Looking at the structure of the XML to get the column names:

xml_structure(xml_data)

Extracting the data and combining into a data frame:

titles <- xml_data %>%
  xml_find_all("//title") %>%
  xml_text()

authors <- xml_data %>%
  xml_find_all("//author") %>%
  xml_text()

release_years <- xml_data %>%
  xml_find_all("//release_year") %>%
  xml_text()

genres <- xml_data %>%
  xml_find_all("//genres") %>%
  xml_text()

pages <- xml_data %>%
  xml_find_all("//pages") %>%
  xml_text()

copies_sold_worldwide <- xml_data %>%
  xml_find_all("//copies_sold_worldwide") %>%
  xml_text()

xml_table <- data.frame("title" = titles,
                        "author" = authors,
                        "release_year" = release_years,
                        "genres" = genres,
                        "pages" = pages,
                        "copies_sold_worldwide" = copies_sold_worldwide)
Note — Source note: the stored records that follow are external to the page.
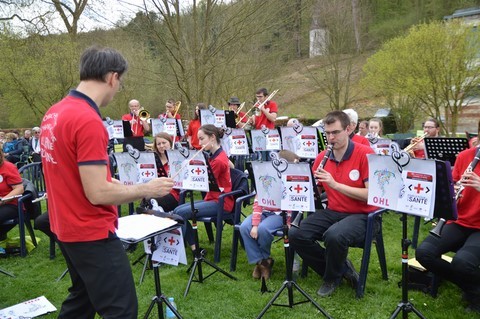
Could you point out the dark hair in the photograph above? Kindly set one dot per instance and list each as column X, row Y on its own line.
column 340, row 116
column 210, row 129
column 201, row 106
column 96, row 62
column 164, row 136
column 435, row 121
column 263, row 91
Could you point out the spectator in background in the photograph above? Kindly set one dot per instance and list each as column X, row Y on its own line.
column 375, row 128
column 193, row 127
column 352, row 114
column 35, row 145
column 363, row 128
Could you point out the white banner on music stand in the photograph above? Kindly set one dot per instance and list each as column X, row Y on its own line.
column 138, row 170
column 234, row 142
column 297, row 194
column 188, row 172
column 114, row 129
column 213, row 116
column 411, row 191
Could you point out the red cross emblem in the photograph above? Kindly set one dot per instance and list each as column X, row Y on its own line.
column 298, row 188
column 418, row 188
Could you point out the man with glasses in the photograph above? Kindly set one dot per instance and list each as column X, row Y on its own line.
column 431, row 128
column 266, row 114
column 343, row 223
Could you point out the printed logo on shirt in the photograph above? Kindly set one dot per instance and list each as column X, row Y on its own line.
column 354, row 175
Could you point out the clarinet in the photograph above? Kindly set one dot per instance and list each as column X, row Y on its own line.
column 328, row 151
column 437, row 231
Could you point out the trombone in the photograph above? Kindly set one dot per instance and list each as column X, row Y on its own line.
column 259, row 106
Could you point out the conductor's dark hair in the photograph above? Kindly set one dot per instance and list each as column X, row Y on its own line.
column 210, row 129
column 263, row 91
column 334, row 116
column 96, row 62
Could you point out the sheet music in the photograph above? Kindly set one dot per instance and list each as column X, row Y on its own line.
column 137, row 227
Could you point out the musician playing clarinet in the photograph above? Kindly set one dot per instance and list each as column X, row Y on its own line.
column 431, row 128
column 461, row 236
column 266, row 114
column 344, row 177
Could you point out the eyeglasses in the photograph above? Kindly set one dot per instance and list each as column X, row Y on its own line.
column 334, row 133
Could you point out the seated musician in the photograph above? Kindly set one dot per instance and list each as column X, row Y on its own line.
column 461, row 236
column 162, row 143
column 343, row 223
column 431, row 128
column 209, row 137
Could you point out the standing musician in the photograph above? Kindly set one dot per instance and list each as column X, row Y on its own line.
column 171, row 110
column 461, row 236
column 233, row 105
column 353, row 115
column 267, row 114
column 137, row 125
column 431, row 128
column 343, row 224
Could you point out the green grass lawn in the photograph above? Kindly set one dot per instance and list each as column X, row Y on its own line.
column 221, row 297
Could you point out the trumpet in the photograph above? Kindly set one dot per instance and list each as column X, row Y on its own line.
column 409, row 148
column 459, row 186
column 258, row 106
column 177, row 107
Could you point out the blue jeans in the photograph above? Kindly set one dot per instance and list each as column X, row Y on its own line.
column 258, row 249
column 205, row 209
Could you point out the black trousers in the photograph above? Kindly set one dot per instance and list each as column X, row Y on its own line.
column 338, row 232
column 102, row 280
column 464, row 269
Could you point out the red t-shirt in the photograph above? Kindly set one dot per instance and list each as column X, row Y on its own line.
column 468, row 205
column 352, row 170
column 135, row 124
column 192, row 131
column 221, row 171
column 72, row 135
column 262, row 119
column 9, row 177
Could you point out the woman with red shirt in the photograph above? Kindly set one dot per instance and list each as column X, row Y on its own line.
column 209, row 137
column 10, row 185
column 161, row 144
column 193, row 127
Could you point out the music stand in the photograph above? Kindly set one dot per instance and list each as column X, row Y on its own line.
column 159, row 297
column 447, row 206
column 289, row 283
column 445, row 148
column 199, row 254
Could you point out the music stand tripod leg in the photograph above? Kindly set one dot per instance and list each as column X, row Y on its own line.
column 199, row 255
column 6, row 273
column 289, row 283
column 159, row 297
column 405, row 306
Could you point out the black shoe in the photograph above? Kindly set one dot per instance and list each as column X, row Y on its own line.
column 351, row 276
column 327, row 288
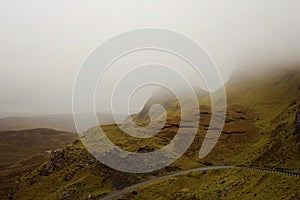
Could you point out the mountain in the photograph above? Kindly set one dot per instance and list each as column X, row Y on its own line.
column 259, row 131
column 24, row 150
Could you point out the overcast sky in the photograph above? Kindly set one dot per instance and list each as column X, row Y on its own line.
column 43, row 43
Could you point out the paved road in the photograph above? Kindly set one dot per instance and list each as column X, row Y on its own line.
column 132, row 187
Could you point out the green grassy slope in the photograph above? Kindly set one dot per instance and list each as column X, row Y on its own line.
column 21, row 151
column 259, row 131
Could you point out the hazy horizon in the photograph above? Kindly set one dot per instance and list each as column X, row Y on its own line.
column 43, row 44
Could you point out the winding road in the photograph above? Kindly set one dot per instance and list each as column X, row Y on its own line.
column 132, row 187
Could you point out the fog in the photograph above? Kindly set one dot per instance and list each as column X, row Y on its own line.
column 44, row 43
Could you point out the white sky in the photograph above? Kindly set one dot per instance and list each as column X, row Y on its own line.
column 43, row 42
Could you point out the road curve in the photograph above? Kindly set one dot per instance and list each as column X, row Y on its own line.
column 132, row 187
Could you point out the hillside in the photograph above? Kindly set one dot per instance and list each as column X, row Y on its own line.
column 21, row 151
column 259, row 131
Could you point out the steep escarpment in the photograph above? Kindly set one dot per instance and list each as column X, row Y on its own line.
column 259, row 130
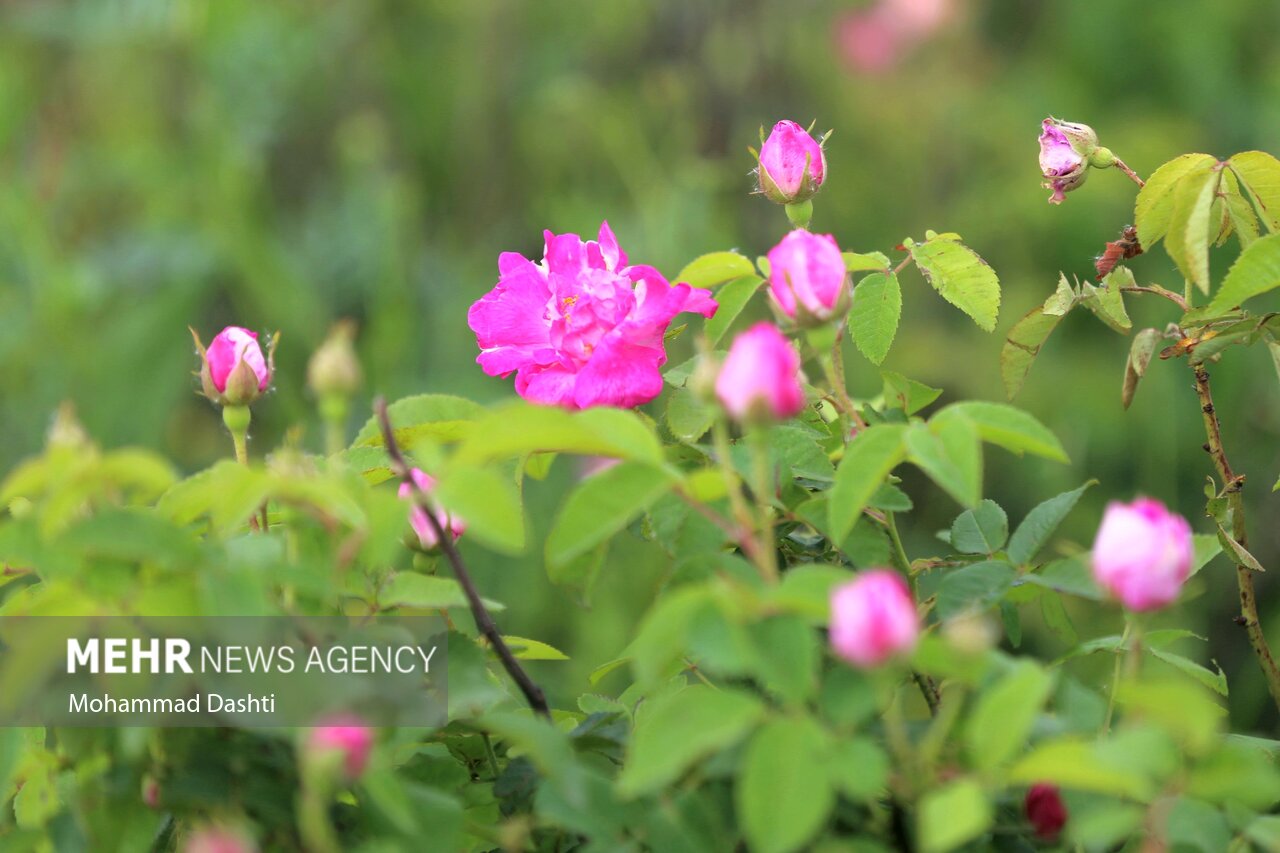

xml_table$release_year <- as.integer(xml_table$release_year)
xml_table$pages <- as.integer(xml_table$pages)
xml_table$copies_sold_worldwide <- as.integer(xml_table$copies_sold_worldwide)

xml_table %>% 
  mutate(across(copies_sold_worldwide, ~ format(.x, big.mark = ","))) %>% 
  knitr::kable()
title author release_year genres pages copies_sold_worldwide
Harry Potter and the Half-Blood Prince J.K Rowling 2005 Action, Fantasy 652 65,000,000
The Shining Stephen King 1977 Horror, Mystery 688 700,000
House of Gucci: A True Story of Murder, Madness, Glamour, and Greed Sara Gay Forden 2004 Drama, Crime, Biography 288 NA

JSON

json_table <- fromJSON(url("https://raw.githubusercontent.com/ShanaFarber/cuny-sps/master/DATA_607/Assignment7/books.json"))

json_table %>% 
  mutate(across(copies_sold_worldwide, ~ format(.x, big.mark = ","))) %>% 
  knitr::kable()
title author release_year genres pages copies_sold_worldwide
Harry Potter and the Half-Blood Prince J.K. Rowling 2005 Action, Fantasy 652 65,000,000
The Shining Stephen King 1977 Horror, Mystery 688 700,000
House of Gucci: A True Story of Murder, Madness, Glamour, and Greed Sara Gay Forden 2004 Drama, Crime, Biography 288 NA

The data from HTML and JSON read in exactly the same. For the XML, I needed to cast the numeric columns to integer type, as they read in as characters. Once I did that, the tables were identical.